Mach-Zehnder modulators (MZMs), which use reverse-biased pn diodes, are most commonly investigated for near-future applications [5–11]. These diodes act as electrical capacitors for storing and releasing electrons and holes according to the applied voltage. These carriers change the refractive index of the waveguide using the free-carrier plasma (FCP) effect. This kind of modulator has already exhibited high-speed operation at 40 Gb/s . However, the active length of such modulators is equal to or longer than 1 mm and/or the amplitude of the driving voltage is larger than 1 V at speeds higher than 10 Gb/s. These characteristics are not always sufficient for the applications mentioned above. These performances are largely limited by the efficiency of the modulators: 0.71 V·cm had been the lowest VπL reported so far . Although efficiency may be improved using a higher electrical capacitance with high doping concentration at the pn junction, it will inevitably cause large free-carrier absorption of light.
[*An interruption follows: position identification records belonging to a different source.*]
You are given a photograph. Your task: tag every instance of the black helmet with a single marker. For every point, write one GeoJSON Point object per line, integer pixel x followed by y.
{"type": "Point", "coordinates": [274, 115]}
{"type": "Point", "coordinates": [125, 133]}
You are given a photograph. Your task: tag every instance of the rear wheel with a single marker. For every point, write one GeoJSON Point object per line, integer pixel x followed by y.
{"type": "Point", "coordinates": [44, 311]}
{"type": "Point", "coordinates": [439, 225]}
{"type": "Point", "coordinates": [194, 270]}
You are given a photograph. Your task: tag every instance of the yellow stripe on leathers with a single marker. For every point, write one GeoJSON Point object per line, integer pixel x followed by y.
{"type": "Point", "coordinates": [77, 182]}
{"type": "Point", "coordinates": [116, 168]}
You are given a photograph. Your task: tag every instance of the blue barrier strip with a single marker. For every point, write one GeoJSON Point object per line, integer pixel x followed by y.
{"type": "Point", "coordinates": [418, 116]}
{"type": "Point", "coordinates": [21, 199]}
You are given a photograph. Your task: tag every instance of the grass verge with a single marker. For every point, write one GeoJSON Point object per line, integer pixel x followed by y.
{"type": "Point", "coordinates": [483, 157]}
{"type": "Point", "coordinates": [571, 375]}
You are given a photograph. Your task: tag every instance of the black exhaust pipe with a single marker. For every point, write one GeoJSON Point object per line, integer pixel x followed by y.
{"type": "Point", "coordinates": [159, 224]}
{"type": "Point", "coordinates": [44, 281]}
In contrast, pin diodes, which have an undoped region between doped regions in the waveguide, provide much lower VπL when used in modulators with forward bias voltage, lower by two orders of magnitude than the above-mentioned pn-diode-based modulators [7,12–16]. For pin modulators, frequency dependence has been a major issue. Low VπL is possible only in a frequency range typically smaller than several hundreds of MHz, and it rapidly decreases above that frequency. Pre-emphasis signals have been successfully introduced to compensate for this frequency dependence, enabling broadband operation up to 16 Gb/s [12–17,21–23]. In this driving configuration, overall VπL differs from that measured at DC and low frequencies. Nevertheless, few papers have reported the VπL of such pin-diode-based modulators driven by pre-emphasis signals at 10 Gb/s or higher . In addition, it is not clear yet to what speed this technique can achieve for modulators beyond 16 Gb/s. Thus, the potential of pin-based modulators remains largely unexplored for the application of large-scale optical interconnects when operated using pre-emphasis signals.
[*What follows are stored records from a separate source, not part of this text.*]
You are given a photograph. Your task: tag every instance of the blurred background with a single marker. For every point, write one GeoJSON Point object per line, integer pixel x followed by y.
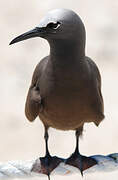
{"type": "Point", "coordinates": [22, 140]}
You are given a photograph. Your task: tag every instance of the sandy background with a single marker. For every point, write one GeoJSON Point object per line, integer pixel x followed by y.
{"type": "Point", "coordinates": [23, 140]}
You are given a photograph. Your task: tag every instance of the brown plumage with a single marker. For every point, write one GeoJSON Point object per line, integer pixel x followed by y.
{"type": "Point", "coordinates": [65, 91]}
We studied the operation of a pin-based silicon MZM in injection mode by using pre-emphasis signals, particularly using finite impulse response (FIR) digital filter-based emphasis signals, to reveal its potential. The relationships between the frequency response of the fabricated MZM and those provided from the FIR digital filter are shown for different parameter sets of the filter to show how this compensation works. Large-signal high-speed modulation experiments were conducted using such FIR-based emphasis techniques. As a result, we obtained clear eye-openings with a VπL as low as 0.29 V·cm for the pin-based MZM at 12.5 Gb/s, which is, to the best of our knowledge, the lowest VπL among silicon MZMs operated at 10 Gb/s or higher including pn- and pin-based modulators. Furthermore, we show that higher operations beyond 16 Gb/s are possible for pin-based modulators in injection mode using basically the same techniques.
2. Device structure
Figure 1 is a schematic of the fabricated MZM we used in the experiments . A Mach-Zehnder interferometer is formed using silicon-based waveguides and two multi-mode-interference (MMI) couplers on a silicon-on-insulator (SOI) substrate. The modulator has side-wall gratings on both sides of the waveguide core in the phase-shifter section to enable electrical connection between the core and metal electrodes. During operation of the modulator, free carriers, such as electrons and holes, are injected into or extracted from the core via the fins of the grating. The light propagating mainly in the waveguide core interacts with these carriers causing a phase shift due to the FCP effects. The waveguide has a uniform thickness of silicon over the entire modulator; hence, to form this waveguide, the top surface of the buried oxide (BOX) layer acts as a stopper in the etching process. Therefore, our MZM is easier to fabricate and obtain stable results from than conventional rib-waveguide-based modulators, in which the etching needs to be stopped by precisely controlling the time to leave a thin slab of a silicon layer.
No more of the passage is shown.